Right up there with Bones Would Rain from the Sky, Control Unleashed is by someone who sees her relationship with her dogs the same way I do. They aren't clay to moulded, our dogs are dance partners and we need to teach them the steps while listening to their music. Control Unleashed is filled with games to play with dogs to teach them how to work with us, but it's also a story about Leslie's dog Zip and his journey from being an overstimulated pile of nerves to a calm and confident dog.

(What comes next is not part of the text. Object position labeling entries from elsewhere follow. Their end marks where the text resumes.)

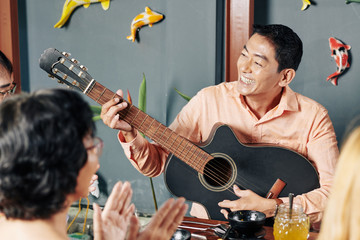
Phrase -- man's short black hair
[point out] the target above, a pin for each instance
(41, 151)
(288, 45)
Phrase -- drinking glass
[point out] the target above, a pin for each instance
(291, 225)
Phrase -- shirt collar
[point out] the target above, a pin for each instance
(288, 101)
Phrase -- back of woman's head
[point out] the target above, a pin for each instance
(342, 215)
(41, 151)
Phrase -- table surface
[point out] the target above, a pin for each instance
(200, 228)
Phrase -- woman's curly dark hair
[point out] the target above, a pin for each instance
(41, 151)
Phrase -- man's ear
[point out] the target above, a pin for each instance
(288, 75)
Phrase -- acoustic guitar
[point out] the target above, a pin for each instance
(204, 174)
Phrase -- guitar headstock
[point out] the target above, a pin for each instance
(67, 70)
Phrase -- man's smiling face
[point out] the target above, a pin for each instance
(258, 69)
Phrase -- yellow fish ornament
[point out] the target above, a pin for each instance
(148, 17)
(306, 4)
(70, 5)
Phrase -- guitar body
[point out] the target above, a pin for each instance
(255, 168)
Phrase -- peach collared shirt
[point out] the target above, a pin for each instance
(297, 123)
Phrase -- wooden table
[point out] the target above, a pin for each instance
(198, 229)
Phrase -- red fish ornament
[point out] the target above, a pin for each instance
(339, 51)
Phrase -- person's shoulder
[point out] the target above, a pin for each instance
(219, 88)
(309, 103)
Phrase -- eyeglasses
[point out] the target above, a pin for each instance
(97, 147)
(10, 91)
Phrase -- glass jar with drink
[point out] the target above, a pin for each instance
(291, 224)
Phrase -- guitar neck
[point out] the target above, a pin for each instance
(183, 149)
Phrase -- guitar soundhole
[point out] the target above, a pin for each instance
(218, 172)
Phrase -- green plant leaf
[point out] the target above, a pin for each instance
(186, 97)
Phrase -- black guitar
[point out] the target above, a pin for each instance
(206, 173)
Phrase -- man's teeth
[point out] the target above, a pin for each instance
(246, 80)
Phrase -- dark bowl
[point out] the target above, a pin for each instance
(181, 234)
(246, 221)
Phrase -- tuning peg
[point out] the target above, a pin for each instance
(83, 67)
(66, 54)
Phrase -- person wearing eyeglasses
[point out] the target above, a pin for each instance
(7, 84)
(48, 154)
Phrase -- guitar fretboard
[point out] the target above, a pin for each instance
(183, 149)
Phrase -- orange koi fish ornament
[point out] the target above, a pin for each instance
(70, 5)
(148, 17)
(339, 51)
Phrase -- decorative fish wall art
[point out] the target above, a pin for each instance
(339, 51)
(70, 5)
(306, 4)
(148, 17)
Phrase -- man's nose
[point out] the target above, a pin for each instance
(244, 65)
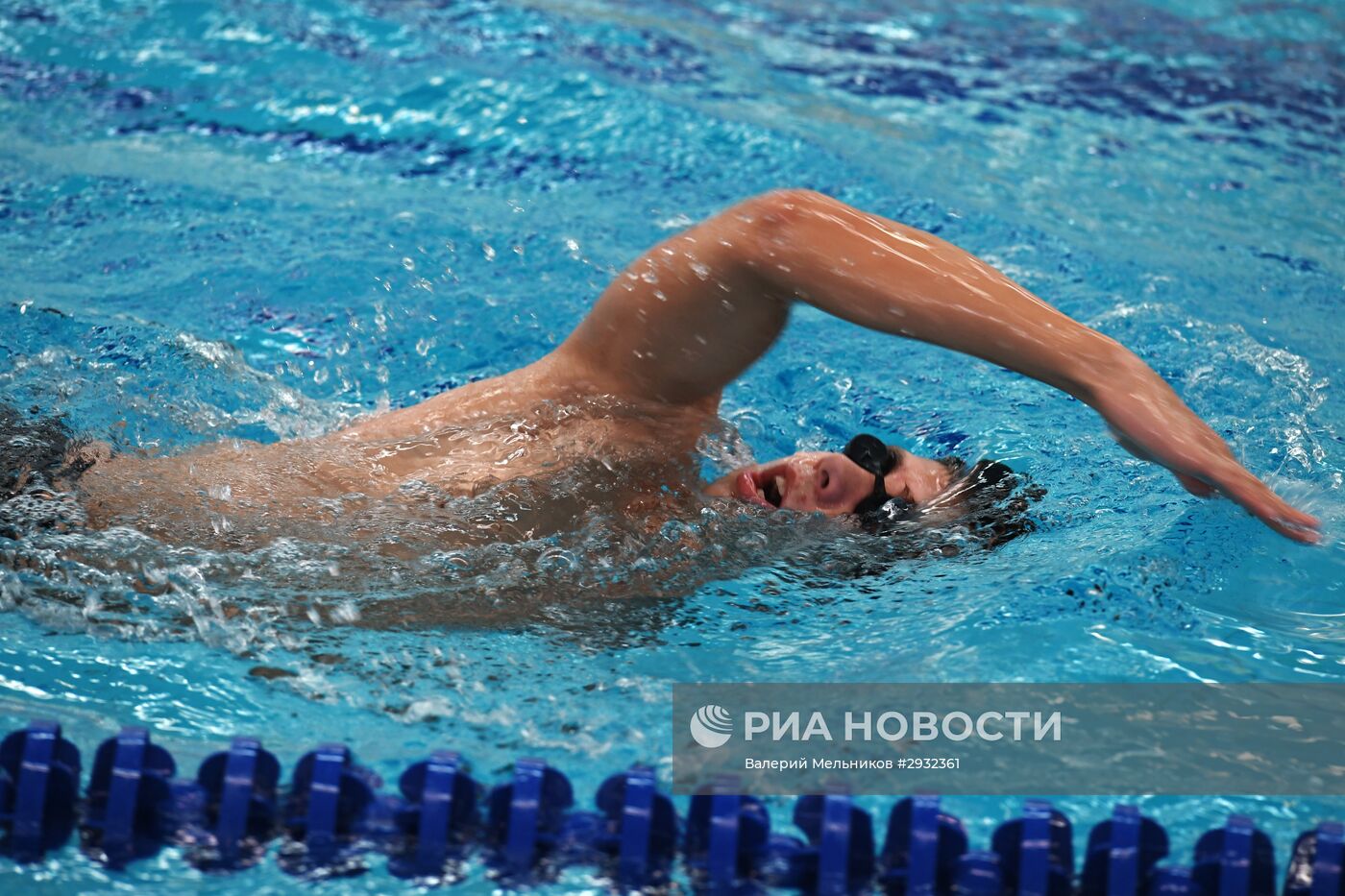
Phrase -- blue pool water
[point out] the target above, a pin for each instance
(257, 220)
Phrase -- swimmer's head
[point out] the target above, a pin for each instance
(865, 478)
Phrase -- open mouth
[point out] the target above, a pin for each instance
(766, 487)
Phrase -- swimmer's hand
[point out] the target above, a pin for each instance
(1152, 423)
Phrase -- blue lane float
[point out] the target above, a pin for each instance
(332, 819)
(231, 812)
(1122, 855)
(1036, 852)
(127, 806)
(440, 817)
(1235, 860)
(921, 851)
(39, 782)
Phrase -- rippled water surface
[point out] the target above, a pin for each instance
(257, 221)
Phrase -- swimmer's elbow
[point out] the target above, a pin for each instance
(779, 224)
(773, 214)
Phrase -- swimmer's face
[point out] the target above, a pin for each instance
(829, 482)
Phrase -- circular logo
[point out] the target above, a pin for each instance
(712, 725)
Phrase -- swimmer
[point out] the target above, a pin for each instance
(658, 349)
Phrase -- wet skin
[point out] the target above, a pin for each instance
(686, 319)
(829, 482)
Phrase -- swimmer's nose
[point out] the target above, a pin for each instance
(830, 479)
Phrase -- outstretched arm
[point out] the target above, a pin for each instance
(697, 309)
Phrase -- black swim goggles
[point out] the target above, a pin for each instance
(870, 453)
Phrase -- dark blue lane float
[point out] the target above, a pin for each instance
(332, 819)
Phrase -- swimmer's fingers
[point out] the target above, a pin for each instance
(1259, 500)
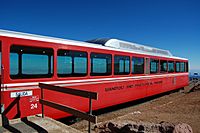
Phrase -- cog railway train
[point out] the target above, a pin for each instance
(118, 71)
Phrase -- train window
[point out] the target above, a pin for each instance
(30, 62)
(101, 64)
(71, 63)
(182, 67)
(170, 66)
(14, 68)
(154, 66)
(186, 67)
(122, 65)
(177, 66)
(147, 70)
(163, 66)
(137, 65)
(66, 67)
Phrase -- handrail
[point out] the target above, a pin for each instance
(82, 93)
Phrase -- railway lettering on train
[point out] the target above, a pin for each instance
(119, 71)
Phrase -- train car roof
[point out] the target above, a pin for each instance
(110, 44)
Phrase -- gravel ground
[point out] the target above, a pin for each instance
(173, 107)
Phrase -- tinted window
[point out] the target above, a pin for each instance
(163, 66)
(122, 65)
(71, 63)
(182, 67)
(30, 62)
(137, 65)
(177, 66)
(154, 66)
(14, 61)
(101, 64)
(186, 67)
(170, 66)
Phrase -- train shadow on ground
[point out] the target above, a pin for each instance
(72, 119)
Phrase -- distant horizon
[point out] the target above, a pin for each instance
(173, 25)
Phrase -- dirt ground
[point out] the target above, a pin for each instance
(173, 107)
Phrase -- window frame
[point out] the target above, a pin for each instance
(32, 50)
(163, 61)
(135, 57)
(157, 66)
(108, 58)
(173, 66)
(178, 71)
(124, 58)
(72, 54)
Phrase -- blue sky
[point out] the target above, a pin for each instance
(166, 24)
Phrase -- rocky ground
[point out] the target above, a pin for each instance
(163, 113)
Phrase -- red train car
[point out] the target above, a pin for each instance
(119, 71)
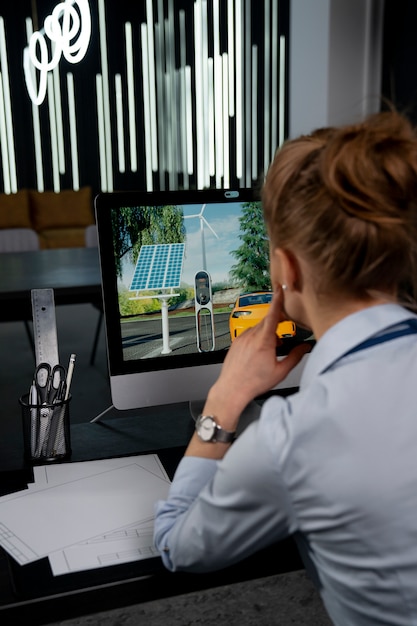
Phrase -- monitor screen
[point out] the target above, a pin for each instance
(183, 274)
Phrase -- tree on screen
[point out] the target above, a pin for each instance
(251, 272)
(143, 225)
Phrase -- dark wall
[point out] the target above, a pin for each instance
(400, 55)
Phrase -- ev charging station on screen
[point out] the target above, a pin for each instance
(179, 278)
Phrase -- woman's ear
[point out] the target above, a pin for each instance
(289, 268)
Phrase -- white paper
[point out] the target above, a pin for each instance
(74, 503)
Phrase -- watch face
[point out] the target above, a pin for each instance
(206, 428)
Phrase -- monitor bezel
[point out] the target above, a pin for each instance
(104, 203)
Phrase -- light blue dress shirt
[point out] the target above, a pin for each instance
(334, 464)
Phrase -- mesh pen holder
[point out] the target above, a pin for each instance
(46, 430)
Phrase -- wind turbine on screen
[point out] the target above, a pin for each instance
(203, 222)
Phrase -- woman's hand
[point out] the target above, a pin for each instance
(250, 369)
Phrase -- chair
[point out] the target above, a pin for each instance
(20, 240)
(91, 241)
(91, 236)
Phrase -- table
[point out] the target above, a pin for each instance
(73, 274)
(41, 598)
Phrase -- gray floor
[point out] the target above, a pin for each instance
(289, 599)
(279, 600)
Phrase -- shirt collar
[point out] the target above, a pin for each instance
(348, 333)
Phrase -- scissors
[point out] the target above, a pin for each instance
(50, 383)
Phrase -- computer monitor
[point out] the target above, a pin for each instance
(173, 264)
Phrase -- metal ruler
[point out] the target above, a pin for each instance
(44, 327)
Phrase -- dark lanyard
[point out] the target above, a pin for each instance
(408, 327)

The thing I use the most from this book is called the Look at That! game. Brisbane sees things and gets very excited about them, particularly skateboarders and squirrels. Often he is concerned about the thing he sees, so training him to stop looking at it is difficult. I can click and treat him for looking at me, but he will still feel highly concerned about the thing, maybe even more so now that he is looking at me and not watching for impending doom. Control Unleashed taught me to click and treat him for looking at the skateboarders or squirrels. Right away, his focus shifts to me and the food, and the skateboarders become the cue to play this fun game. This has been extremely successful when he can see the skateboarders or mailman, we're still working on not losing our minds over hearing skateboards.

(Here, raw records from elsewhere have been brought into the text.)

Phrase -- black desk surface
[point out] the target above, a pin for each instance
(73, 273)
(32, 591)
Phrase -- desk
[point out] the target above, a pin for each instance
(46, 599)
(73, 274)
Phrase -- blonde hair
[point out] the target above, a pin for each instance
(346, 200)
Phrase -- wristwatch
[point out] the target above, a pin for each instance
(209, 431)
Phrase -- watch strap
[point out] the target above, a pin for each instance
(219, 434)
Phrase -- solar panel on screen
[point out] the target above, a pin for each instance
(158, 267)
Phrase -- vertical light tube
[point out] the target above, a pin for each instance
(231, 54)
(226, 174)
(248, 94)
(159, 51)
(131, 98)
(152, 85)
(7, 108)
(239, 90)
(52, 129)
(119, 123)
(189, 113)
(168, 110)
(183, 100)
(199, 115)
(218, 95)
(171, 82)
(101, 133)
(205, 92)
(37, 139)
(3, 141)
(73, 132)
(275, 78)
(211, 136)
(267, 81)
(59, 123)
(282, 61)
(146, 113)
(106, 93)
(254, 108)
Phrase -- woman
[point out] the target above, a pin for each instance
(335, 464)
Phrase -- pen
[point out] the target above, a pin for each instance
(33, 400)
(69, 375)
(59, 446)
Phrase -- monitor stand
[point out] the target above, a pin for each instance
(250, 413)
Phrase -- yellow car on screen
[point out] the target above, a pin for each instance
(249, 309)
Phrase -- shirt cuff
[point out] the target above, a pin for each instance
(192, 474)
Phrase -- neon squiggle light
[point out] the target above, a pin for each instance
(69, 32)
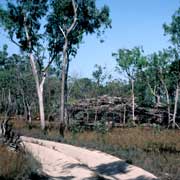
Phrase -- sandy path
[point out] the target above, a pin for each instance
(62, 161)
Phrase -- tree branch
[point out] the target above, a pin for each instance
(62, 31)
(75, 18)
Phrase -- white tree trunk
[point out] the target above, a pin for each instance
(175, 107)
(133, 100)
(39, 89)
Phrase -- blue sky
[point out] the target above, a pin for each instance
(134, 23)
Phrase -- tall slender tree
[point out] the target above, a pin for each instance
(21, 19)
(173, 29)
(130, 61)
(68, 22)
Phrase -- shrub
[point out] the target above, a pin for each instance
(16, 165)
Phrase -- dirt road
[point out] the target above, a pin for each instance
(62, 161)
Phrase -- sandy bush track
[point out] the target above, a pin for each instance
(62, 161)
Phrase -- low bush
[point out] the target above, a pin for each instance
(17, 165)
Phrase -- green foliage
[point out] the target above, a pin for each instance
(101, 127)
(130, 61)
(173, 29)
(20, 14)
(89, 20)
(15, 166)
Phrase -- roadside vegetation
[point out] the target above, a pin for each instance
(17, 165)
(36, 92)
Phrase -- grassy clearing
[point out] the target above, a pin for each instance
(17, 165)
(154, 149)
(157, 151)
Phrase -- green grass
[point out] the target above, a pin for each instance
(153, 149)
(17, 165)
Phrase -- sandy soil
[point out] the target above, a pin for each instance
(62, 161)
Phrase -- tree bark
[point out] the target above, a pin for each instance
(64, 73)
(133, 100)
(63, 78)
(168, 101)
(39, 89)
(174, 124)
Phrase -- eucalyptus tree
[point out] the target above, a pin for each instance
(99, 75)
(158, 78)
(173, 29)
(130, 61)
(22, 21)
(67, 24)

Control Unleashed is filled with these silly games that work amazingly well. Teach the dog to remain focused on playing with the handler by refusing to play with the dog. Teach the dog to stop freaking out about squirrels by letting him chase the squirrels. I lend this book out a lot, but not as often as some of my others because it's slightly expensive and somewhat troublesome to replace. I'm told there is a sequel about puppies that is equally universally applicable, but I haven't read it yet.
At face value, this book appears to be a manual for teaching a remedial agility handling class using very specific equipment in a very specific setting. In sunny California I have never seen or heard of an indoor agility course, I don't know anybody who has ring gates, and I still found this to be the most helpful book I've read so far for my reactive dog-beast. I recommend it for reactive dogs, lazy dogs, easily distracted dogs, stupid dogs, and anyone who wishes their dog was a bit less or a bit more fill-in-the-blank-here. It's a manual for changing the way your dog does stuff in a way that is fun for the dog, and will never make you cry.